こうした商品が普通に存在していて、ペット用品もまた「ブランドを表現する一部」になっています。

特別な「ペットブランド」というより、ライフスタイルの延長線として商品が設計されているんです。


⑥ ニッチ商品:世界観をどこまで広げられるか

最後はちょっと面白いジャンルです。アメリカのPODサービスを見ると、こんな商品まで?と思うようなアイテムもあります。

  • ヨガマット

  • ビーチタオル

  • ステッカー

  • フラッグ(旗)

ここまでくると、もう「ブランドの世界観をどこまで広げられるか」という領域。たとえニッチでも、「このブランドのこのグッズが欲しい」というファンがいれば、十分ビジネスが成立するんですね。


テスト注文も可能!まずは一つから始めてみよう

「でも、いきなり売るのは不安…」
「実物を見てみないと不安…」

そんな方のために、多くのPODサービスでは「テストオーダー」や「撮影用注文」に割引が適用される仕組みがあります。

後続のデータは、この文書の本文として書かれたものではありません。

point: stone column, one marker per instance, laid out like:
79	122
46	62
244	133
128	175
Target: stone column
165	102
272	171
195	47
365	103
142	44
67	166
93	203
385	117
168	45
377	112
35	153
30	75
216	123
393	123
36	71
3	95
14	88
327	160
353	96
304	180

つまり、自分用に1点だけ注文してみることができるんですね。

  • サイズ感の確認

  • 写真撮影用の素材

  • 質感チェック

などができますし、在庫を抱えるリスクもありません。これは初心者にとってはかなり心強いポイントです。


まとめ:まずは気軽に「1つ作ってみる」

いきなり本気でネットショップを始めなくても大丈夫です。まずは気になるアイテムを1つ2つ作ってみて、実物に触れてみる。そこから少しずつイメージを固めていく。

PODは、そういった「小さく始められる仕組み」でもあります。

今回の記事が、そんな「最初の一歩」を踏み出すきっかけになっていたら嬉しいです。